Assured PNT with a Cell Phone IMU and Carrier Phase RF Measurements for GNSS Denied Environments
William T. Faulkner, Robert B. Alwood, Daniel T. Goff, Randall A. Lavoy, and William P. Lounsbury, ENSCO, Inc.
Location: Shoreline (Floor 1)
Date/Time: Wednesday, Jul. 11, 9:15 a.m.
Precision tracking of position and attitude in the absence of GNSS requires fusion of multiple complementary sensors for Assured Positioning Navigation and Timing (A-PNT). An approach is presented here to achieve high rate, high accuracy, six degrees of freedom (6-DOF) tracking using a single stationary base station to track one or more mobile rovers. This tracking method, originally developed for demanding indoor relative tracking applications, can be generalized for other GNSS denied applications. This tracking approach utilizes measurements of distance, distance rate, and Phase Difference of Arrival (PDoA) on multiple apertures to constrain the 3-D relative position of rovers from the single base station. Further fusion with a cell phone IMU on the rover yields full 6-DOF tracking capability. This capability enables accurate tracking of high dynamic motion in challenging environments using low cost, low SWAP-C components with minimal infrastructure.
To demonstrate this 6-DOF precision tracking approach, ENSCO has designed, built, and tested a prototype tracking system utilizing two-way Radio Frequency (RF) sensing fused with a Commercial Off-The-Shelf (COTS) cell phone IMU. This prototype hardware and signal processing, utilizing an Extended Kalman Filter (EKF), have been used to successfully demonstrate relative frame 6-DOF tracking of a handheld sensor system from a base station.
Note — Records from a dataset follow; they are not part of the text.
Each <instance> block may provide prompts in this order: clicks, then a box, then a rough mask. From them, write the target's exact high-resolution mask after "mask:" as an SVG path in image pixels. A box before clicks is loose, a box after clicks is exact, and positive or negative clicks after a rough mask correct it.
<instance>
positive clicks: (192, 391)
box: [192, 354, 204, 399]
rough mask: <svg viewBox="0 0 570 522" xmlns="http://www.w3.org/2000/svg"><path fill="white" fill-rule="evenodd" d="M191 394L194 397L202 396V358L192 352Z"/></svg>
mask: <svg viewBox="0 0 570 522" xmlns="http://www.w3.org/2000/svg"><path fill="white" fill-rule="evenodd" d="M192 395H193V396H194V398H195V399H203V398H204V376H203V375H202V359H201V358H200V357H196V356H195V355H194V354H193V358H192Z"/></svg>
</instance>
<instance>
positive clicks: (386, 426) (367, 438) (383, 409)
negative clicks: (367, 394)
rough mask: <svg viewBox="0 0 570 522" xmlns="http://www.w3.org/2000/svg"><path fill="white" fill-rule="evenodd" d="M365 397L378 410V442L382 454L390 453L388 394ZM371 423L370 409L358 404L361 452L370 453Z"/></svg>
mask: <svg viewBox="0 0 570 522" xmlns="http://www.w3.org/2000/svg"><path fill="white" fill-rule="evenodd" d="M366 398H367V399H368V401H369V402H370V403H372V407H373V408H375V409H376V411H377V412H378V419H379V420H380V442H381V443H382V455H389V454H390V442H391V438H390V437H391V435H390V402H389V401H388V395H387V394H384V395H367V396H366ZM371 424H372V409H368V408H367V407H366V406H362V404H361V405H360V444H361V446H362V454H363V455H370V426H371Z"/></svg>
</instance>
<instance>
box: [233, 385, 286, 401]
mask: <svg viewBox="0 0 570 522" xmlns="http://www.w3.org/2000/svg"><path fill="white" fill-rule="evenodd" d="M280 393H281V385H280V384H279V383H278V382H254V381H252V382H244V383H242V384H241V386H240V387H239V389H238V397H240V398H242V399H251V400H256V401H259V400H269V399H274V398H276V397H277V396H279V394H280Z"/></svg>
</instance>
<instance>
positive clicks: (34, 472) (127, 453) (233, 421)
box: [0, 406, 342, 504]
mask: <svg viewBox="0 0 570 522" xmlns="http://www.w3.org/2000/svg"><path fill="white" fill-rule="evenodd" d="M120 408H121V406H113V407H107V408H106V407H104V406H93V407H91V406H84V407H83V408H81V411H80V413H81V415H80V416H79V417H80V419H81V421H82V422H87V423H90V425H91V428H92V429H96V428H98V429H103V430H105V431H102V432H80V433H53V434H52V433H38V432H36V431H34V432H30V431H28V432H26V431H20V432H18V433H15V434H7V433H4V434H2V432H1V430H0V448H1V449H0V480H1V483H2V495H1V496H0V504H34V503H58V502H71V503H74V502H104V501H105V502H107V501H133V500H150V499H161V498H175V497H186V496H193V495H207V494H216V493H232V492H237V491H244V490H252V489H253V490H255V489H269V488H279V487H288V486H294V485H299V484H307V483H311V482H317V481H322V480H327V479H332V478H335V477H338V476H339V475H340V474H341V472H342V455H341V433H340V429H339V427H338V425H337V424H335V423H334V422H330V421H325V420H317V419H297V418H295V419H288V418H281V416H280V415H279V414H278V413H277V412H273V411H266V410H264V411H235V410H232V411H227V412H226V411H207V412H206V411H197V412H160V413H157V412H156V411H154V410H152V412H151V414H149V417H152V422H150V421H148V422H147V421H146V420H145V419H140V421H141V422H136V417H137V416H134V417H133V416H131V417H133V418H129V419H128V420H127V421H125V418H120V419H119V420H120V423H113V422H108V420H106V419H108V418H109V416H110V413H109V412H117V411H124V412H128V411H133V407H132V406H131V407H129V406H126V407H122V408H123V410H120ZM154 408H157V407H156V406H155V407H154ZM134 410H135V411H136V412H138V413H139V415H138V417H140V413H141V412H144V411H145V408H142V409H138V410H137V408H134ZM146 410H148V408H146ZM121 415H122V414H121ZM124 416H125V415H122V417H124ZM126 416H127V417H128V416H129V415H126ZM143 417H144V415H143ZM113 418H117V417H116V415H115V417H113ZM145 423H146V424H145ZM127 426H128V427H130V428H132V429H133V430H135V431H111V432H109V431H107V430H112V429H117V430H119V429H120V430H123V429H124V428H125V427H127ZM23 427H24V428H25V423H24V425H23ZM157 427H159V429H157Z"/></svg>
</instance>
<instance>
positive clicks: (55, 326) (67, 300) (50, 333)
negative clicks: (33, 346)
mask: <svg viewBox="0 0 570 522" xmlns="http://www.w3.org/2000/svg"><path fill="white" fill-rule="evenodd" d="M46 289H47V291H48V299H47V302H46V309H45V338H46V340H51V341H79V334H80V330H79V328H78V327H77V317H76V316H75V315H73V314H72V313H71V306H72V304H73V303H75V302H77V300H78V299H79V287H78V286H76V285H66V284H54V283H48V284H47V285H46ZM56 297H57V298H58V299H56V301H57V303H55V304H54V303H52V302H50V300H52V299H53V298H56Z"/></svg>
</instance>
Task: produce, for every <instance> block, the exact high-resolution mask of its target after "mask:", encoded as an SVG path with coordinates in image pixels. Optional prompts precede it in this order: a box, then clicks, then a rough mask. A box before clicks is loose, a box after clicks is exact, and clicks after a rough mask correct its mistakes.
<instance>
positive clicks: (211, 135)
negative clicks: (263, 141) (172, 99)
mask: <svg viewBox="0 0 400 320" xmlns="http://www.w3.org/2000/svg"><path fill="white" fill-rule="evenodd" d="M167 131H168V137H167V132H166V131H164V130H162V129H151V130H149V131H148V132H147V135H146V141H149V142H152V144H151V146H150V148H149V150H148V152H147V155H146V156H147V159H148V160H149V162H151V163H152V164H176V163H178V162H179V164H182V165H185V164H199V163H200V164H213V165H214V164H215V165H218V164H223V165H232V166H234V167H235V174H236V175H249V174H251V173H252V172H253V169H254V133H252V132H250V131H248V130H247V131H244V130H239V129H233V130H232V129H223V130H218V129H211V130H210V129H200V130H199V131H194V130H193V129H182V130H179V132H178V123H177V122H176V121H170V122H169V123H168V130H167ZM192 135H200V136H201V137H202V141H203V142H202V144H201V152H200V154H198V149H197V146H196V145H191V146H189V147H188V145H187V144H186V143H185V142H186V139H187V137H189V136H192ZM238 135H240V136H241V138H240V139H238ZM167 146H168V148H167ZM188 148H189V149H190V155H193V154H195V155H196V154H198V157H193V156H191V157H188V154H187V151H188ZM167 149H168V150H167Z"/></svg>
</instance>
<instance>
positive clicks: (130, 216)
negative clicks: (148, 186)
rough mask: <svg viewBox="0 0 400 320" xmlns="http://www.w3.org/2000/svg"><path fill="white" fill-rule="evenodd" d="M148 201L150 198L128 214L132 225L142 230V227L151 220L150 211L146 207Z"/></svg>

The prototype 6-DOF tracking system has two components: a base station and a rover. The base station is a multi-channel TCR-D with a four-antenna array. The mobile rover system utilizes a cell phone class IMU and a Timing, Communications, and Ranging Device (TCR-D) RF sensor. The 6-DOF tracking system fuses the high rate, high precision RF measurements of distance, distance rate, and PDoA between multiple antenna apertures with inertial data. Like classic IMU/GNSS fusion, the IMU/TCR fusion utilizes the complementary strengths of the sensors to provide robust relative position and attitude estimation without GNSS. The TCR also provides wireless time synchronization between the base station and rover. This enables robust, real-time synchronization of data acquired on remote platforms to nanosecond level.
The prototype system, utilizing existing 5.8GHz TCR-D Software Defined Radios (SDRs), has achieved cm per axis positioning errors and degree per axis orientation errors in typical indoor environments. Ongoing and future work includes testing in Warfighter relevant, GNSS denied scenarios to demonstrate performance for additional applications.